Some of Leigh Hunt's poems - 'Mahmoud', 'Cambus Khan', 'Jaffar', 'The Bitter Gourd', 'Abou Ben Adhem', 'The Trumpets of Doolkarnien', and 'Abraham and the Fire-Worshipper' - stand apart for their distinctly Oriental colour and materials. Only for 'Abou Ben Adhem', however, has any Oriental source been conclusively established, through a series of articles involving Mrs James Fields, Myoga, Edward M. Borrajo, Ernest E. Leisy, and Thomas O. Mabbott.(1)

The aim of the present note is to draw attention to the close similarity between Hunt's 'Abraham and the Fire-Worshipper' (1850) and Tale 20, 'God rebukes Abraham for harshness to a Fire-Worshipper', in the Bustan of the Persian poet Sadi (1213-92). The Bustan, a collection of moral tales, had been translated into English by John Chardin and appended to his Travels ... into Persia and the East Indies (London, 1691).

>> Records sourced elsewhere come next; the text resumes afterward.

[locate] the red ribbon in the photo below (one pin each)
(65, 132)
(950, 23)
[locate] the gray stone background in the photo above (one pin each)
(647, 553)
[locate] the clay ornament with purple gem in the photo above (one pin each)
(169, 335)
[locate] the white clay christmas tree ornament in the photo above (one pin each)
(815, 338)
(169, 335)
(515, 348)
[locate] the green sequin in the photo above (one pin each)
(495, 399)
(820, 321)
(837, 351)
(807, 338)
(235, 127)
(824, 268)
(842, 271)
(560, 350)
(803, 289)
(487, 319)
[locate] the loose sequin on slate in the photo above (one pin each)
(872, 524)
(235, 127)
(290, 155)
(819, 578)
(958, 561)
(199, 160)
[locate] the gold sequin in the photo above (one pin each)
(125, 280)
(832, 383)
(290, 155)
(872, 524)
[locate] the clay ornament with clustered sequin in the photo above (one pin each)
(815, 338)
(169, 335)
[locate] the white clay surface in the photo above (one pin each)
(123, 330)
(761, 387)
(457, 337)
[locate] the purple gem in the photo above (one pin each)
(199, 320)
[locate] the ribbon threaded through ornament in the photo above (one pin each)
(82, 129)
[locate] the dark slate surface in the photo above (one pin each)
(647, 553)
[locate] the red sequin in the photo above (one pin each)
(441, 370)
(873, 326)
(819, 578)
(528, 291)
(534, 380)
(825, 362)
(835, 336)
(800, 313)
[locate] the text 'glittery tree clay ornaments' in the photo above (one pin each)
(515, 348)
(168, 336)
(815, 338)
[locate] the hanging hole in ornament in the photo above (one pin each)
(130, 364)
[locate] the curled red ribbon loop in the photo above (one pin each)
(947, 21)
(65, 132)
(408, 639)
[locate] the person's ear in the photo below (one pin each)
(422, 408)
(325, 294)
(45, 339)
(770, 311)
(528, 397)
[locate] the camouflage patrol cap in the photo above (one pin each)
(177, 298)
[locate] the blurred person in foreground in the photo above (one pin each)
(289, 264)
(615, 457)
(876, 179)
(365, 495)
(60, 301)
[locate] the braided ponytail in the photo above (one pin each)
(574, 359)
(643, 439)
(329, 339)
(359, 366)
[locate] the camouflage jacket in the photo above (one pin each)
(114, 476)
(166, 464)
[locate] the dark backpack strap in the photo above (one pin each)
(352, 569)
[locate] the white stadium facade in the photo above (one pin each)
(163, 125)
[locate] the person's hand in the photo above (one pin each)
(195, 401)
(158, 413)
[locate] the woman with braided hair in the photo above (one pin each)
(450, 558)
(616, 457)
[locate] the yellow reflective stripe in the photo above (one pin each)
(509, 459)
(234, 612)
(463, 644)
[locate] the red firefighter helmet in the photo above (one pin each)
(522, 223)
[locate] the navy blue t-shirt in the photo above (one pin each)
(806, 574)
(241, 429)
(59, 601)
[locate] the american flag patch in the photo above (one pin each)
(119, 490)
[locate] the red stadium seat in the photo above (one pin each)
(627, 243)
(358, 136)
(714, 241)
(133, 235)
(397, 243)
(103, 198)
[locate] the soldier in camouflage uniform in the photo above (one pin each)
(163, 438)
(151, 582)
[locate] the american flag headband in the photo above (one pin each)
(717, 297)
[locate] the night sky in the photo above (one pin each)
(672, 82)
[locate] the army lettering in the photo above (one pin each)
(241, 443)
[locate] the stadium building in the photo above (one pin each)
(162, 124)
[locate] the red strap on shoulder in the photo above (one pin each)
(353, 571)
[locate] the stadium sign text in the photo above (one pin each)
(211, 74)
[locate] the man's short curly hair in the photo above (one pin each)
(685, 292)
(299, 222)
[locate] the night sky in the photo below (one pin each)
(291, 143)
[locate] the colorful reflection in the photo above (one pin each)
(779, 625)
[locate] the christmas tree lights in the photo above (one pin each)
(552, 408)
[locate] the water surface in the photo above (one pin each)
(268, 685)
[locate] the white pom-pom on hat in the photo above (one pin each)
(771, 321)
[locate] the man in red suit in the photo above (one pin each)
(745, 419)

Both Sadi's Tale and Hunt's poem relate how God admonished the prophet Abraham for denying, out of his religious fervour, hospitality to a Fire-Worshipper (Zoroastrian) who had refused to affirm God's Oneness and His beneficence. While Hunt's 'Abraham and the Fire-Worshipper' drives its plot, action, dramatis personae, and didactic content from Sadi's Tale, it displays a far greater artistic ingenuity in its development of dramatic effect and intense human drama. In particular, unlike Sadi's essentially straight forward parable, 'Abraham and the Fire-Worshipper' succeeds in evoking sympathy for the recalcitrant Fire-Worshipper and in projecting Abraham's gradual self-awakening and regeneration.

Notwithstanding the unmistakable affinity between the two texts, it is, however, difficult to say whether Hunt borrowed the material for his poem directly from Sadi, available to him in Chardin's translation. For this fable of Sadi had reached Western literary Orientalism at a much earlier date by another route. J. D. Yohannan recounts in rich detail the 'curious history' of Sadi's fable gaining currency in the West:

The apologue [relating to Abraham and the Fire-Worshipper] had been cited by the Dutch Orientalist Gentius in the preface of his Historia Judaica (1651), where it was attributed to one 'Sadus', whose nationality was left unmentioned. Jeremy Taylor, the English divine, reading this 'Jews' Book', as he called it, took up the parable and translated it into English at the end of the second edition of his Discourse of the Liberty of Prophesying.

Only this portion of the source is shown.